Dan bukan suatu kebetulan, peringatan hari Kartini, di peringati setelah paskah, maka bagi orang kristiani yang barusan merayakan pesta paskah, ungkapan “habis gelap terbitlah terang”, (post nubila lux) khususnya bagi kaum ibu bisa bermakna melalui keteladanan hidupnya, seorang ibu kehidupan dapat memancarkan terang Kristus yang bangkit bagi putra-putri nya, melalui kesaksian hidup yang baik dan benar, dengan menjauhkan diri dari perbuatan tercela, perbuatn kegelapan atau dosa.
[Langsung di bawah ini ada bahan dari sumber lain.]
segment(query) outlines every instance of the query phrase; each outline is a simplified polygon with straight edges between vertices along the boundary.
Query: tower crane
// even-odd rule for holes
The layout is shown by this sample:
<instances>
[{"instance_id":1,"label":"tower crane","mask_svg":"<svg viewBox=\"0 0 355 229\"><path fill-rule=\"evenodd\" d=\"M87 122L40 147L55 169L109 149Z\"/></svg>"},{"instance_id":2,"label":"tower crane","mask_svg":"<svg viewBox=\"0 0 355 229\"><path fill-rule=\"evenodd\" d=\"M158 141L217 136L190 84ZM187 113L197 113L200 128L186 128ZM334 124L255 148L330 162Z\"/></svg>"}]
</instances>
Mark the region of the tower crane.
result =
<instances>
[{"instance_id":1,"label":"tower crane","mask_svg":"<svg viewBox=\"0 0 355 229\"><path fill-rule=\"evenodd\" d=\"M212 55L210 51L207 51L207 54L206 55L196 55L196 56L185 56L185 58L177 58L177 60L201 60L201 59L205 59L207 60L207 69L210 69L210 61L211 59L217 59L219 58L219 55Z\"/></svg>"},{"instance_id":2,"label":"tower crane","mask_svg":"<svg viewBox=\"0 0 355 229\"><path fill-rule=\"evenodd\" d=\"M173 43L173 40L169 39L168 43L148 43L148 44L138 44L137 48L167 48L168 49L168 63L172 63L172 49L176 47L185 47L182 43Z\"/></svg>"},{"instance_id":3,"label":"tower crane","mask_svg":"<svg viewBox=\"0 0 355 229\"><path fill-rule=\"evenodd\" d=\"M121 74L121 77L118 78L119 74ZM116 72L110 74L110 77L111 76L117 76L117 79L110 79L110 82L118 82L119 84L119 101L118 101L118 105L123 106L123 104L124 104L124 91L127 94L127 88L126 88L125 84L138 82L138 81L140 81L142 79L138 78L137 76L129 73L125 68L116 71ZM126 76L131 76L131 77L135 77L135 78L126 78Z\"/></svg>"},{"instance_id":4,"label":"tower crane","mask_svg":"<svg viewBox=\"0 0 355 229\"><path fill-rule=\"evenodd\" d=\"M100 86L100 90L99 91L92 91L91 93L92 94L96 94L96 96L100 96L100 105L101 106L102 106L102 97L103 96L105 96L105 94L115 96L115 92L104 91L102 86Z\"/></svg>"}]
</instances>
Oleh karena itu, perayaan paskah adalah perayaan kebangkitan, perayaan kemenangan atas dosa (kegelapan) yang dilambangkan dengan nyala lilin paskah, pada malam paskah sebagai simbol Kristus terang dunia telah mengalahkan kegelapan atau dosa atau maut.
Maka, dalam arti itulah seorang ibu harus menjadi manusia baru, lilin paskah bagi anggota keluarganya, terlebih bagi putra-putrinya.
Dan seperti ibu pertiwi yang menumbuhkan kehidupan, demikianlah seorang ibu harus selalu memberikan kehidupan yang baru bagi putra-putrinya, yang bikin hidup lebih hidup, tetapi hidup yang bermakna bagi Tuhan dan sesama, serta bukan asal hidup.
Akhirnya, mari kita memaknai peringatan hari Kartini dengan semboyan “habis gelap terbitlah terang”, yakni dengan semangat kebaruan paskah, kita mewujudkan cita-cita Kartini untuk membawa keluarga, masyarakat, bangsa dan negara kita Indonesia, keluar dari kegelapan menuju terang. SELAMAT HARI KARTINI…JADILAH KARTINI MASA KINI.